For LiU’s newly inaugurated professor of furniture design, wood is the thing to use: it’s a locally sourced natural product that is strong, light and easily worked. In addition, wood maintains a temperature and has a hardness close to the human body. Another huge advantage is that large quantities of machines are not required to build furniture. He has himself constructed a manually powered bow lathe controlled with the aid of the feet.
“It takes an hour to build it, then you can make all the furniture you need”, he claims.
Learning a social event
His love of wood came when he left school and ended up wandering his way into Sätergläntan, an institute for handicraft in the Swedish town of Insjön, where he felt Andreas Nobel Photo credit Peter Holgersson ABimmediately at home. This was followed by periods at Nyckelviksskolan on Lidingö and at Konstfack in Stockholm. His teachers at Nyckelviken and Konstfack sparked in him an interest in supervising, talking to and inspiring students.“I want to work with the students in the workshop, learning is a social event at institutions that specialise in art, craft and design. A great deal of knowledge is passed back and forth while we work. We can learn a great deal from both colleagues and students – we have, of course, the same interests but come from different backgrounds.”
He gained experience as a teacher both at Konstfack and more recently as senior lecturer at Beckmans College of Design. But Andreas Nobel is not a complete stranger at Malmstens: he has previously been here as both guest lecturer and guest critic. When here, he has principally worked on the connection between technology, people and the product – what the work results in.
“The technology we choose influences the final result: if we draw all our furniture in the same computer program it will affect the diversity we achieve. We must use many technologies and many perspectives. It is also important that we create an open, creative and learning environment in which everyone shares their ideas and doesn’t keep them secret.”
Why did he leave Beckmans for Malmstens?
“My colleagues at Malmstens lead the field in handicraft and technology: this is knowledge that has been built up over many years. The collaborative way of working was very attractive. The work here is already of top quality: what I can contribute is further conversations and knowledge about technology, colour and form.” It was also important that Malmstens has education in furniture upholstery, where he sees that Swedish furniture manufacture needs a major impetus, in terms of both design and sustainability.
“The use of textiles is undervalued in current Swedish interior design, and there’s a large potential for improvement in how to use textiles and upholstered furniture”, he says.
Living materials
“I’m not interested in material magic: textiles are living materials, just as wood is. The architecture and interior design field is characterised by a fastidiousness and moralism that I don’t like. Something, somewhere, has to break the superficiality of perfectionism.”Upholstered seating is often covered in a manner that makes seams, abutments and folds invisible. The fabric is glued onto a seating frame, which not only makes it impossible to wash and change, but is also a missed opportunity, according to Andreas Nobel.
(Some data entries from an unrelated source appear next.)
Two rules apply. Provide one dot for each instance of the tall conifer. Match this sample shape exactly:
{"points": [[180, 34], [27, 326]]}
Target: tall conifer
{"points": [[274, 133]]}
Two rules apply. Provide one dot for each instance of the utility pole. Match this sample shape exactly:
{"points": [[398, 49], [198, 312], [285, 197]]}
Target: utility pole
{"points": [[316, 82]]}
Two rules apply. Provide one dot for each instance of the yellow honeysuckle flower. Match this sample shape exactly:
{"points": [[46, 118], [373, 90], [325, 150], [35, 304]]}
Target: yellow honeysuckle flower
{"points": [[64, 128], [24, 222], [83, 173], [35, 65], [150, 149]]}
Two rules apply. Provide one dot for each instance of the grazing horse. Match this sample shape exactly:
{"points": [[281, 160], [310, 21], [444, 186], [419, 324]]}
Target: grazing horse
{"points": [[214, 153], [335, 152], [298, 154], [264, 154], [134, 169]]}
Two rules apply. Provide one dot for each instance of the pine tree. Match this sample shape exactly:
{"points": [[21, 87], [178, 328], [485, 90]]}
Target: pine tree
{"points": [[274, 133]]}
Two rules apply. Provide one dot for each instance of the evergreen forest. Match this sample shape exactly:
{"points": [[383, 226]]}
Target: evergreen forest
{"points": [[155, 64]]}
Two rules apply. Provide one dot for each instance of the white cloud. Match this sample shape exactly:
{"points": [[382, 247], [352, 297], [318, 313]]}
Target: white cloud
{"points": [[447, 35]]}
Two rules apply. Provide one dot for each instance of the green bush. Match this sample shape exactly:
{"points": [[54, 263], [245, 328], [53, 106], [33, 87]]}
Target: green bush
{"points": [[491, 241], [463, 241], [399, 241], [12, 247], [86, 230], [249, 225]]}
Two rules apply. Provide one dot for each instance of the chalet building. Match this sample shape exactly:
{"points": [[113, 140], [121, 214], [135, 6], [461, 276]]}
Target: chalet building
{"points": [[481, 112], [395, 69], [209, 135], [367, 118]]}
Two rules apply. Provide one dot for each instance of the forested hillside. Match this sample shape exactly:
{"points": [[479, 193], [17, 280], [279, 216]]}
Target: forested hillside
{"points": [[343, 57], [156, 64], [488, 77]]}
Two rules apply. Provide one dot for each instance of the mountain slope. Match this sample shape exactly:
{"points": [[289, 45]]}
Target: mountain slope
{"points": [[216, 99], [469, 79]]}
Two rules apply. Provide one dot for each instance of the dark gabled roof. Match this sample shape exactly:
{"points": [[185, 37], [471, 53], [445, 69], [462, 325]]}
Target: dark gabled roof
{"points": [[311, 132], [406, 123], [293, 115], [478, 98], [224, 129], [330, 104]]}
“A sensuous covering with interesting compositions and abutments has been reduced to a boring and homogenous unitary volume.”
The small and dainty coffee table. Design Andreas Nobel.When designing furniture, he often gives the pieces a classical timbre, but adds slightly weird expressions. One example is his small and dainty coffee table supported on runners – preventing ugly marks in the carpet that table legs otherwise would have made. Or his long, ingenious collapsible bench, not only attractive but also comfortable, despite its narrowness.
“I have worked with furniture design nearly my whole life, but not much of my work has gone on to serial production. I’m more interested in individual manufacture of solid wood furniture”, he says.
And reuse. Andreas Nobel is a person who can be drawn to an old discarded set of drawers and create something new from it. When the plastic handle of the oven door at home broke, a new one was created from turned wood. He sees the repair as an aesthetic addition, giving the piece a further layer of history.
“Furniture in itself can’t be ugly: it depends completely on what you do with it. Well, I must admit that renewing chairs used in public environments in the 1990s is a bit of a challenge”, he laughs.
A hope for the future
Andreas Nobel’s role as professor includes both teaching and research. His doctoral thesis analysed writing technique and how it has influenced not only our manner of conveying our thoughts to the people around us, but also the spirit of the age. It is here, in the connections between form, the spirit of the age and technique that he sees his research field. Sustainable development deals with changing habits, behaviour and culture. But he believes that if new ways of thinking are to become firmly established, they must be dressed in a new design.“Modernism had a huge influence as the Swedish welfare state was being built, just to mention one example. Sustainability deals with aesthetics, but I can’t see that a new artistic idiom has grown that expresses environmental and sustainability issues. I want to design and build a wooden building with its interior design together with the skilled carpenters at Malmstens, taking into consideration the latest and best in environmental technology from LIU. This will be a building that combines new and old aesthetics and new technology with traditional handicraft.”
Andreas Nobel envisages a multidisciplinary project that exploits the strengths available at LiU. A building unlike anything else, a showroom and teaching tool for technologists and designers, a building devoted to wood, technology and the hope of a sustainable future.